More than 53,000 people have utilised the new police non-emergency number since it was launched to relieve pressure on the 111 system.

The new 105 - ten five - number was launched on May 10 by Police Commissioner Mike Bush.

At the time Bush acknowledged that historically, police had not been an easy organisation to get hold of quickly in a non-emergency situation.

He hoped 105 would "build trust and confidence" in the organisation, by giving New Zealanders a simple, new way to report situations that don't require an urgent or immediate response.


The first call that came through to the service was a report of a car parked across someone's driveway.

As of Monday, 53,000 calls had been taken by 105 operators.

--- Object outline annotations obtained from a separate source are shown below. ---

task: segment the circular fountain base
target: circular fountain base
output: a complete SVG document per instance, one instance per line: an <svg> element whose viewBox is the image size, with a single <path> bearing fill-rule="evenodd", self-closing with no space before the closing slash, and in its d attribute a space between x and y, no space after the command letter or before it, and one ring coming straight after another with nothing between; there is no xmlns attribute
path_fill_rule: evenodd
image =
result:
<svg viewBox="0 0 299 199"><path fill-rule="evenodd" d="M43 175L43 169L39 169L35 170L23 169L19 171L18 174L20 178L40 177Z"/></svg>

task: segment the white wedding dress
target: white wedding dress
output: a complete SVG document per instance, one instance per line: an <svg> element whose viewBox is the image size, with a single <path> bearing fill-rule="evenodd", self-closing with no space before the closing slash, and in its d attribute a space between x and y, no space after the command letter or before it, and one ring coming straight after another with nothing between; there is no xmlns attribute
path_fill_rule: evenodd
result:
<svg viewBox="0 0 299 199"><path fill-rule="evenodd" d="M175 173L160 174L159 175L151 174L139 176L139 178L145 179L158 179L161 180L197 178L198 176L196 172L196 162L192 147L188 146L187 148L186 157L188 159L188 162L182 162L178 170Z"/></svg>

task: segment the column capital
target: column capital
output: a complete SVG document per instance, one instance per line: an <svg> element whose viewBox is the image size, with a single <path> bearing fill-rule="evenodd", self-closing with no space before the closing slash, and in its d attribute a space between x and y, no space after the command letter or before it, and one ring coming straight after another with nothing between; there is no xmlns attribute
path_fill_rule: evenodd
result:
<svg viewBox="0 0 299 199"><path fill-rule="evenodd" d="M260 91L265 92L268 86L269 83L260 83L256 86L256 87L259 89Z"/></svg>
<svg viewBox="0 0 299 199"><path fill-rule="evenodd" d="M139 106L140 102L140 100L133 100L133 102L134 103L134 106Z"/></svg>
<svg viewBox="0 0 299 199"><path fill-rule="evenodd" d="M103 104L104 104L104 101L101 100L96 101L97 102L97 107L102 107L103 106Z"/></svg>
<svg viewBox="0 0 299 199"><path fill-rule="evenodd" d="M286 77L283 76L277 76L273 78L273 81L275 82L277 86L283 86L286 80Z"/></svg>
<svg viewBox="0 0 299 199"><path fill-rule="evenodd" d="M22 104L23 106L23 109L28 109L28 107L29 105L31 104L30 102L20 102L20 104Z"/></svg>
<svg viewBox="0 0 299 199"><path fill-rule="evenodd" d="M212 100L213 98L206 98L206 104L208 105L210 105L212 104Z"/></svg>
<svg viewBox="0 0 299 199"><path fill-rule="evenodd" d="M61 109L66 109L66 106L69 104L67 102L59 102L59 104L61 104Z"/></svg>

A police spokeswoman said the number was being "widely used" for a variety of non-emergency situations including thefts from public places and cars, intentional damage to property, shoplifting and lost property.

Of the calls being made, 14 per cent relate to matters previously reported to police.

A further 21 per cent are from people seeking advice from police.

"Since we've launched the marketing campaign and the 105 jingle, we're seeing daily increases in the number of people calling 105 to report non-emergencies, rather than other channels," the spokeswoman said.

One of those other channels is the option for people to report some specific non-emergency situations online.

The online reporting facility was launched late last year and each week since then, about 800 reports had been filed.


Bush urged people to use the online service where possible.

Since the 105 service was launched, police have been seeking feedback for users.

According to the spokeswoman, 90 per cent of callers were satisfied with the quality of the service and 94 per cent were likely to call 105 again if needed.

"67 per cent of people are aware that we have launched a new non-emergency number," she said.


If you need police immediately in an emergency, call 111.

If you need to report a non-emergency matter or speak to police about a situation or crime that is not urgent or immediate, call 105.